Electronic POS or Point of Sales systems have been around since 1973 when the international computer corporation IBM introduced the very first commercial ePOS device. Since then ePOS systems have undergone many changes and interactions in order to keep up with both technology and consumer requirements, both of which change on a regular basis as the world dictates.

In simple terms, an ePOS system allows for a cashier to take orders for products, such as a burger and a shake, and then send that order electronically to the kitchen along with the table number, removing the need for an intermediary between cashier and customer such as a waiter.

Current ePOS systems have advanced the technology even further to include features more relevant to 21st-century commerce and customer expectations that are now part of modern retail and expected by customers.

Portability

The advent of mobile phone technology, especially that of smartphones, has revolutionized the POS industry with some of the best devices making use of wireless technology over Wi-Fi, 2G, and 5G in order to take orders and payments within a ranged distance of an internet source via a programmable app on a smart device such as a phone or tablet.

Portable point of sale software has also been extremely useful during the Covid-19 pandemic as social distancing measures meant that limited interaction with retail personnel was a concern and paying by contactless cards has been a necessity. Limited interaction such as this has helped in combating the spread of Covid-19 by minimizing risk to staff and customers alike by reducing touching and cash handling.

Security 

Some of the most concerning threats to eCommerce include fraud, malware, and eSkimming (diverted payment details) which is why ePOS systems now include stringent security measures. The digital nature of modern POS systems has facilitated modern cybersecurity to be applied to retail transactions since cyberattacks affected 155.8 million people in 2020 alone. 

Payment Card Industry (PCI) compliance standards are enforced through most POS apps and the retailers who use them, whereby customer payment card and credit card data is always encrypted both when stored on a company database or transferred to a third-party, and such encryption greatly reduces the risk of customer payment information being stolen or intercepted. 

Adaptability

Since modern POS systems can be applied to smart and remote devices, they are very adaptable for almost any type of business. Portability is one key feature, but the electronic nature of the apps means that they can be highly customized, can interchange software features at will, or add new features with ease, such as additional payment methods like digital wallets like Google Wallet, Apple Pay, and PayPal all of which now accept cryptocurrency.

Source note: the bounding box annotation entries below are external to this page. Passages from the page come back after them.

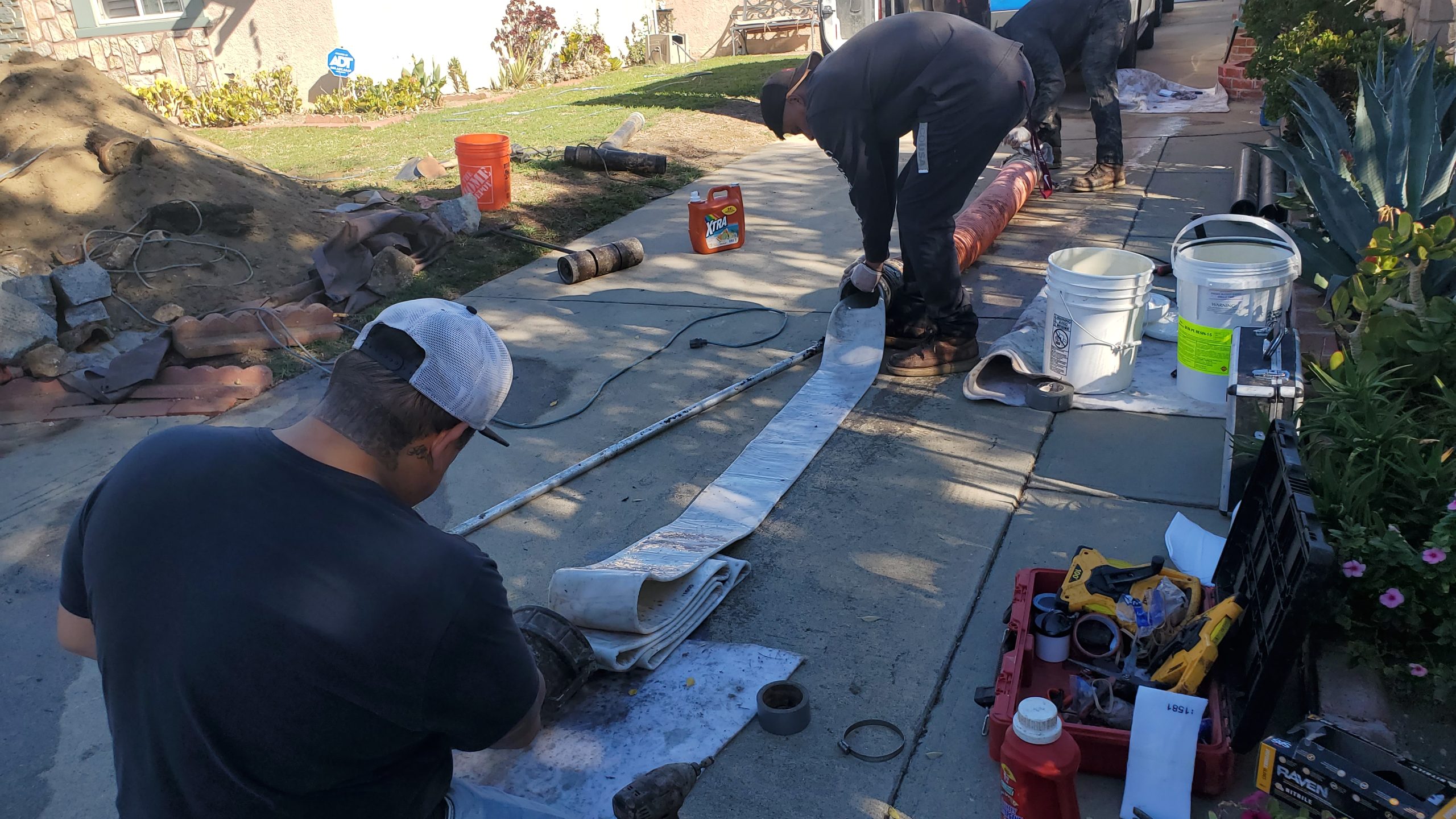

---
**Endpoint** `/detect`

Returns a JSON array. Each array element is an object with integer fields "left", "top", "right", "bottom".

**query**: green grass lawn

[
  {"left": 200, "top": 55, "right": 803, "bottom": 192},
  {"left": 200, "top": 55, "right": 803, "bottom": 379}
]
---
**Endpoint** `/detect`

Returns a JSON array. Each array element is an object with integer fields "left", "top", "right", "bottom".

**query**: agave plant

[{"left": 1251, "top": 41, "right": 1456, "bottom": 295}]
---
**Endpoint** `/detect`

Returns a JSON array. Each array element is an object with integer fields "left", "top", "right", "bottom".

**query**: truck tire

[{"left": 1137, "top": 19, "right": 1157, "bottom": 51}]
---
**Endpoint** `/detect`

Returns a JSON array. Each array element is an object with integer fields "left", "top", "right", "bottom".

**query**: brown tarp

[{"left": 313, "top": 208, "right": 454, "bottom": 301}]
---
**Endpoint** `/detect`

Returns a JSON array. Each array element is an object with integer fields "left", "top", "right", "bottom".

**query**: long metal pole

[{"left": 450, "top": 338, "right": 824, "bottom": 535}]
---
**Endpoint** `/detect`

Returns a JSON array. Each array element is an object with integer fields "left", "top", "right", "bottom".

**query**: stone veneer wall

[{"left": 9, "top": 0, "right": 218, "bottom": 90}]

More features can be added to an ePOS app at your leisure that may suit your business as it grows. Customer-focused features include modern expectations such as email receipts and SMS message receipts as well as printed from some devices. From a retail perspective, the database management systems included with ePOS also allows you to effectively control inventory, with reminders and schedules that can be set accordingly.

While they were in use before, ePOS systems have found their calling owing to their adaptability, security and portability, all of which allows the machines to cater to 21st century requirements where software needs are always changing, cyberattacks are on the increase and Covid-19 dictates that social distancing be enforced.